In questo caso invernale, l’aria fredda scalzerà solo altra aria, ma sarà presente comunque con un dew point (punto di rugiada) molto basso. Quindi, non appena il vento cesserà – perlomeno in quota, perché non è detto che poi in pianura si percepirà – ecco che la temperatura crollerà sensibilmente e si formeranno i famosi “cuscinetti” di aria fredda.

Peraltro, è anche prevista dell’alta pressione. Dico sempre “probabilmente”, perché a tratti i modelli matematici indicano questo o quello: ora indicano alta pressione, poi addirittura il transito di perturbazioni da ovest. E se dovessero venire da ovest, c’è ancora un altro problema: le perturbazioni invernali occidentali sulle regioni del Nord Italia sono poco produttive in termini di precipitazioni, soprattutto in Pianura Padana. Si presentano sulla zona del crinale, a tratti discendono verso alcune vallate, però il freddo tornerà in quel caso improduttivo, cioè senza neve. Questo è purtroppo il rischio.

 

Uno sguardo al passato e ai cambiamenti climatici

È una situazione del tutto normale che abbiamo visto anche nel passato, anche nei rigidi inverni in cui nevicava in Pianura Padana. Se non ci fossero state queste condizioni di blocco derivanti dai monti, avremmo avuto decisamente molti più giorni di neve. Ad esempio, alla stessa latitudine di Milano o Torino, in Francia, anche nel passato non c’erano gli stessi giorni di neve. Invece, andando verso est, verso i Balcani, c’erano più giorni di neve che da noi.

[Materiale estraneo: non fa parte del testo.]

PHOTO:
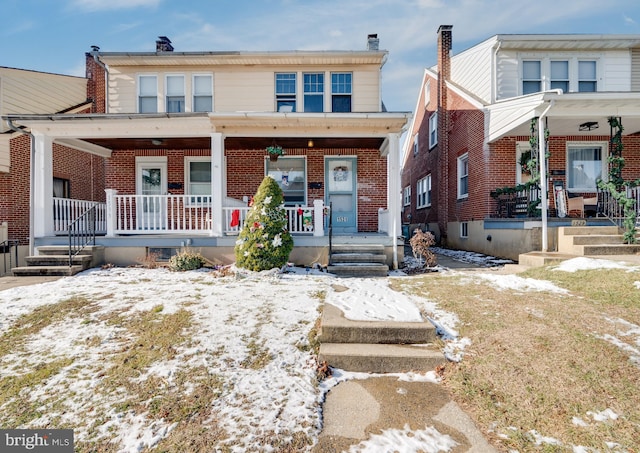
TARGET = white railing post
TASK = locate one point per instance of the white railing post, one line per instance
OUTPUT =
(318, 217)
(111, 211)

Lì l’aria fredda, essendo continentale e molto vasta, offre molte più opzioni per la neve: succede così in Ungheria o a Lubiana, in Slovenia, dove le occasioni di neve sono decisamente superiori rispetto alla Pianura Padana.

Tuttavia, anche da loro le cose non vanno come andavano nel passato. Il clima è cambiato, dobbiamo considerare questo: la linea dei tropici si è spostata verso nord. Ci sono forti disturbi, come nel famoso Jet Stream di cui vi abbiamo parlato: a causa dell’Amplificazione Artica, tutto oscilla molto più di prima. Immaginatevi una sorta di elastico che in passato era ben teso; ebbene, in questo caso si è allentato, si creano delle anse e quindi abbiamo anse calde e anse fredde. Questo crea una maggiore variabilità.

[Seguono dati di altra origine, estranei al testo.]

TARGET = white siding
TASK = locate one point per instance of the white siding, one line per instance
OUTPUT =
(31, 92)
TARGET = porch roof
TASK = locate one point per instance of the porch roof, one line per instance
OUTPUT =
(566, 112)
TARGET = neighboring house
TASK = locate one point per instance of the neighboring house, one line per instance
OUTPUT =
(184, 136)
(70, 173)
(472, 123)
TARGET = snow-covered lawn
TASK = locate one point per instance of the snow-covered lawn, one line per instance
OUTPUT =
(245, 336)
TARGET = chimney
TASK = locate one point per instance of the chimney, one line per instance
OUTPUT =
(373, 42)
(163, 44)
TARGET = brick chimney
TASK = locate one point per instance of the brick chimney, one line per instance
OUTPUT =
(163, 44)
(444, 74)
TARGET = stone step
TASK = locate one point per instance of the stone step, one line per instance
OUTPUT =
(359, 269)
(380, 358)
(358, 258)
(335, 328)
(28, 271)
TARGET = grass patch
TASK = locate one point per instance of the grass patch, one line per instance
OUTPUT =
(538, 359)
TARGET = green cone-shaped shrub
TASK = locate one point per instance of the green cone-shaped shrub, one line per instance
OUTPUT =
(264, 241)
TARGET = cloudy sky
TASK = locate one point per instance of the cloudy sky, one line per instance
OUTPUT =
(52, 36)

Può capitare che alcune aree, come succede in Europa, siano più frequentemente visitate da masse d’aria calda. Noi abbiamo l’Africa vicino, soprattutto nel Mediterraneo. Poi abbiamo l’Oceano Atlantico che è comunque un mare decisamente non freddo, perché la Corrente del Golfo ostacola la formazione dei ghiacci fino ben a nord della Scandinavia. In quest’ultimo periodo non si formano i ghiacci della banchisa polare nemmeno nelle isole più a nord, come le Isole Svalbard; quest’anno ci sono problemi per la formazione di ghiacci anche nella Novaja Zemlja.

 

Il paradosso del gelo in Nord America e il caldo Polare

Insomma, tutta la parte della banchisa polare estesa verso l’Europa è in fortissimo deficit di neve. Invece, la situazione resta abbastanza normale – anche se con uno spessore inferiore alla media – verso la Siberia, l’Asia e il Nord America. Addirittura, verso lo stretto di Bering e l’Alaska c’è più ghiaccio rispetto alla norma, ma questi sono fattori isolati, dovuti soprattutto alle fluttuazioni climatiche e a condizioni locali.

Il Polo Nord è molto caldo quest’anno, decisamente caldissimo. Come l’Europa, sta subendo un cambiamento climatico devastante e questo riscaldamento sensibile va a creare quella che ormai, come abbiamo ripetuto numerose volte, si chiama Amplificazione Artica. Tutto il freddo estremo che ci sarà tra non molto, da Capodanno in poi, sul Nord America deriverà proprio da questa situazione.

L’Amplificazione Artica, che crea una variabilità che comunque abbiamo sempre avuto ma ora più accentuata rispetto al passato, è quella che sta generando questa prima fase di freddo sul Nord Europa, a Mosca. Le temperature sono già precipitate, ma scenderanno parecchio. Tutto sommato non si tratta di un gelo storico, ma di un freddo del tutto normale per questo periodo. Nei prossimi giorni ci saranno molti cambiamenti da quelle parti e poi anche in Europa e Italia. Al momento, però, la neve in Pianura Padana resta un vero dilemma. Possibilità al 50%? Vedremo con gli aggiornamenti in corso.